We enjoyed Sybil’s eventual discovery of a sister and extended family in Scotland, her tender friendship with widowed neighbor Theordore, and the realism of the break with Rosalie and then the renewal of their friendship.
We really appreciated the ways in which Sybill’s letters were so different in tone, tailored toward each of the recipients with precision and care. She can be formal and curt in one letter and delightful and encouraging in another. Her warm connection with her fellow adoptee, her brother, her careful intelligent writing to Joan Didion, her insistent refusals of garden club and university decisions she deems unwise or unfair, and her humane interactions with corporate workers, all build a real sense of a fully developed complex character.
We did wonder why the author included the loud flirtatious retired lawyer from Houston, speculated that he made her laugh and perhaps helped to open her up to friendship with Theodore, as well as showing us that she is of romantic interest not just to Theodore, and we appreciated this vision of possibility and flirtation in later life.
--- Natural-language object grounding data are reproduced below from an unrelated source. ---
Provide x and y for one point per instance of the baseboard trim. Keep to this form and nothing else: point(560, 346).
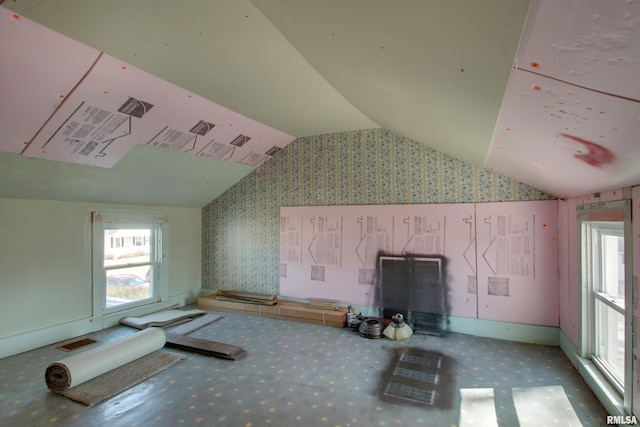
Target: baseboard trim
point(519, 332)
point(611, 400)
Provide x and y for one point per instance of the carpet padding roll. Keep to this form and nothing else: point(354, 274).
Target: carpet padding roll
point(77, 369)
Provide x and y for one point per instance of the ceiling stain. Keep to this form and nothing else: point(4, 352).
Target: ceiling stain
point(596, 154)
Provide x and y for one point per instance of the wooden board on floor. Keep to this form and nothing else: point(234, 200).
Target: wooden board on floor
point(210, 348)
point(284, 310)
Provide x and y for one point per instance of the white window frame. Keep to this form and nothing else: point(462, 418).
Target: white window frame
point(158, 223)
point(593, 225)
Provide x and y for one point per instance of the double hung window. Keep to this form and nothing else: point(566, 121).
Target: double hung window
point(127, 260)
point(606, 297)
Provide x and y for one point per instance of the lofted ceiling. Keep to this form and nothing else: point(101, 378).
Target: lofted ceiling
point(546, 93)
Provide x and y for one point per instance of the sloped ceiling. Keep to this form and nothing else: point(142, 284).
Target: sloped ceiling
point(435, 71)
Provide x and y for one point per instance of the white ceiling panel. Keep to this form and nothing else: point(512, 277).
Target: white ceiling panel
point(586, 43)
point(118, 105)
point(39, 68)
point(563, 139)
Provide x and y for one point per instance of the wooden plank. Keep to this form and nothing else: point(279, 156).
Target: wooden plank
point(210, 348)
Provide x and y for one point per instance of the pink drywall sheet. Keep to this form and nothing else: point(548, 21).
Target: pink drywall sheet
point(39, 68)
point(569, 278)
point(118, 105)
point(518, 262)
point(331, 251)
point(584, 43)
point(545, 125)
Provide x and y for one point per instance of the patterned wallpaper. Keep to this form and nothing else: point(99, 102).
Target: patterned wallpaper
point(241, 227)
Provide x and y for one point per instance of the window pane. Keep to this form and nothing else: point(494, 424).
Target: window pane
point(612, 253)
point(126, 245)
point(126, 285)
point(609, 346)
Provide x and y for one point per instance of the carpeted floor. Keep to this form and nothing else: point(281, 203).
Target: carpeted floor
point(310, 375)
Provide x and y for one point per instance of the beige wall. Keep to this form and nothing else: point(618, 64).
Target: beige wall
point(45, 261)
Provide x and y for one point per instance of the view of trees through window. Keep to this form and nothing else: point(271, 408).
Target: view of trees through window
point(128, 265)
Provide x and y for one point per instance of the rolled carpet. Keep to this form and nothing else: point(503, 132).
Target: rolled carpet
point(77, 369)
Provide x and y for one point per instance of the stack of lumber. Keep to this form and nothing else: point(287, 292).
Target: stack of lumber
point(245, 297)
point(284, 310)
point(324, 304)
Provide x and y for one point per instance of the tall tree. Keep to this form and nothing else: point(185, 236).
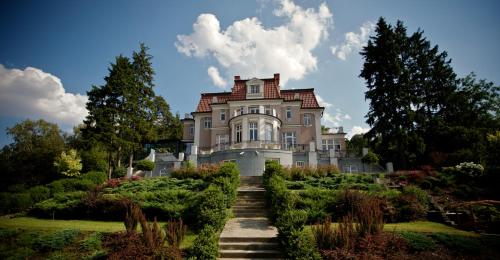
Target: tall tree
point(419, 111)
point(29, 159)
point(125, 112)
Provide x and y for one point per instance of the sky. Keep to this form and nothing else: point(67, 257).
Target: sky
point(53, 52)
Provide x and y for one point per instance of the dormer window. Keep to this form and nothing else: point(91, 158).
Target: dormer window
point(254, 89)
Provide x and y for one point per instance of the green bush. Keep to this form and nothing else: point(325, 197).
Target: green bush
point(14, 202)
point(300, 245)
point(145, 165)
point(39, 193)
point(95, 177)
point(420, 194)
point(212, 210)
point(119, 172)
point(419, 242)
point(62, 205)
point(70, 184)
point(206, 244)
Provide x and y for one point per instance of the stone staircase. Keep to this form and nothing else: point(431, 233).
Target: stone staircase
point(249, 234)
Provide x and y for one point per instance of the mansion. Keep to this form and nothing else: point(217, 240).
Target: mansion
point(259, 121)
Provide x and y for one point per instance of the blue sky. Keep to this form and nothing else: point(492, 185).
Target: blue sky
point(68, 46)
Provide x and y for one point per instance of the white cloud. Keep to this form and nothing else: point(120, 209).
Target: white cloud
point(357, 130)
point(249, 49)
point(33, 93)
point(217, 80)
point(332, 117)
point(353, 41)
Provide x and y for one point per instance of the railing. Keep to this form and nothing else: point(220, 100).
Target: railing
point(261, 144)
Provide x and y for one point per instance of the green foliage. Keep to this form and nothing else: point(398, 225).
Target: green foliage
point(95, 177)
point(145, 165)
point(419, 242)
point(119, 172)
point(206, 244)
point(14, 202)
point(29, 159)
point(39, 193)
point(419, 111)
point(55, 241)
point(301, 245)
point(94, 159)
point(370, 158)
point(69, 164)
point(421, 195)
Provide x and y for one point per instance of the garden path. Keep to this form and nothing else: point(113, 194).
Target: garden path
point(249, 235)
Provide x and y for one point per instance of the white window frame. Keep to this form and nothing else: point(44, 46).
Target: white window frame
point(268, 132)
point(328, 144)
point(238, 133)
point(253, 131)
point(288, 113)
point(253, 110)
point(254, 89)
point(289, 139)
point(223, 115)
point(207, 122)
point(307, 120)
point(268, 110)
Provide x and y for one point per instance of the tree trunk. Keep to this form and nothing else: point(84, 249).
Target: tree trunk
point(130, 159)
point(119, 157)
point(110, 166)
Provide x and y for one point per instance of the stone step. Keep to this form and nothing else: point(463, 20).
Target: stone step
point(250, 200)
point(250, 214)
point(249, 207)
point(249, 245)
point(248, 239)
point(250, 254)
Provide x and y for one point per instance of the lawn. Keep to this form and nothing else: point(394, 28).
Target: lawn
point(421, 227)
point(27, 223)
point(46, 224)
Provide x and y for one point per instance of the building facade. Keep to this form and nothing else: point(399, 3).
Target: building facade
point(259, 121)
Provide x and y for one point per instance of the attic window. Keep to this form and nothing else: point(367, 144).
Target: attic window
point(254, 89)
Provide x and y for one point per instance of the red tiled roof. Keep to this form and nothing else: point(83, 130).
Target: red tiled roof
point(306, 95)
point(271, 91)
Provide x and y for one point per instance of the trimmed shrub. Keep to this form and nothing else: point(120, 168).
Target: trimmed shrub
point(119, 172)
point(12, 203)
point(145, 165)
point(206, 244)
point(95, 177)
point(212, 210)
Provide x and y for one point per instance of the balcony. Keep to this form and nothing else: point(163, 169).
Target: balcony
point(269, 145)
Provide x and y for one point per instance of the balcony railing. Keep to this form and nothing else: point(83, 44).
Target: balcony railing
point(261, 144)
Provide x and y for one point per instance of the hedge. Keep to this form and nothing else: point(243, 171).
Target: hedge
point(289, 221)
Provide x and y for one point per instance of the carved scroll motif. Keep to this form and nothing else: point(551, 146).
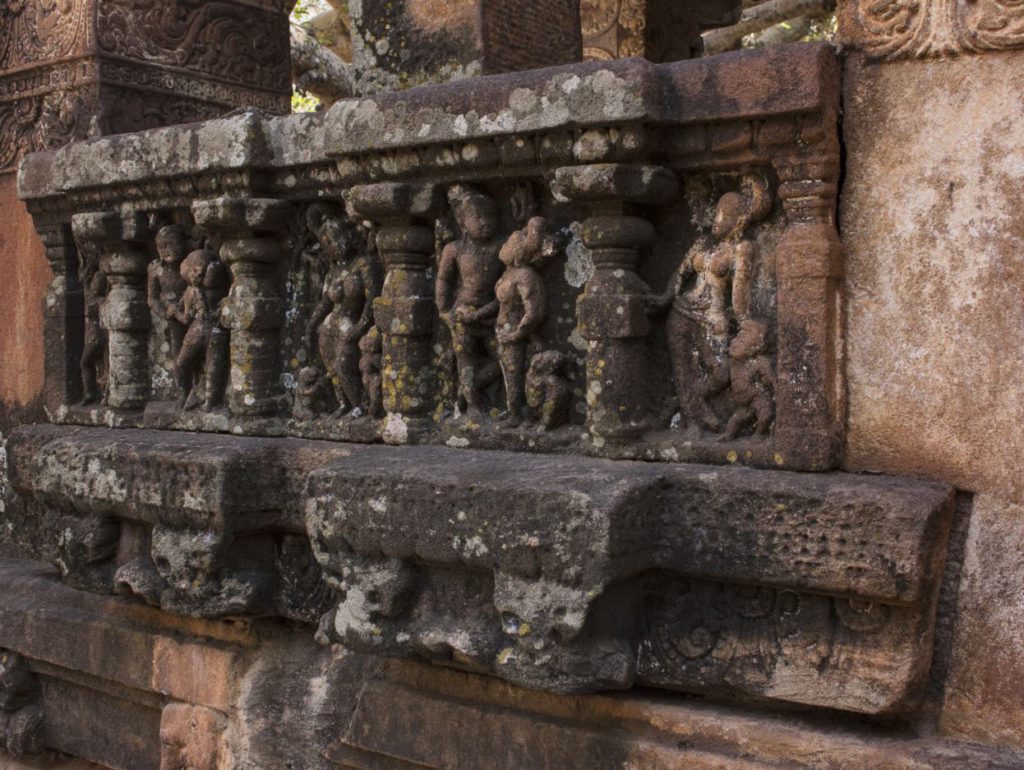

Her relationship with a colleague’s young son Harry is a particularly compelling epistolary connection, as we see her deep care, her mothering of this young troubled boy with respect and real interest in his individuality, and so glimpse a version of her that her adult children do not see.
Her impending blindness is what initially drew me into the book, and then I was so caught up in her web of characters and the other plot points that I lost track of that until near the end. Her vision seemed to deteriorate much more rapidly than my own, but her loss of independence and need to rely on others for driving and for companionship in travel rang true.
We appreciated the ways in which the novel is redemptive without veering into fairytale happily ever after. I appreciated the novel’s quick, silent death, alone at her writing desk, and the ways in which her unsent letters are discovered and help her family and close friends to understand why she did not attend Dan’s funeral and to grasp the extent of the devastation and intensity of her loss of Gilbert.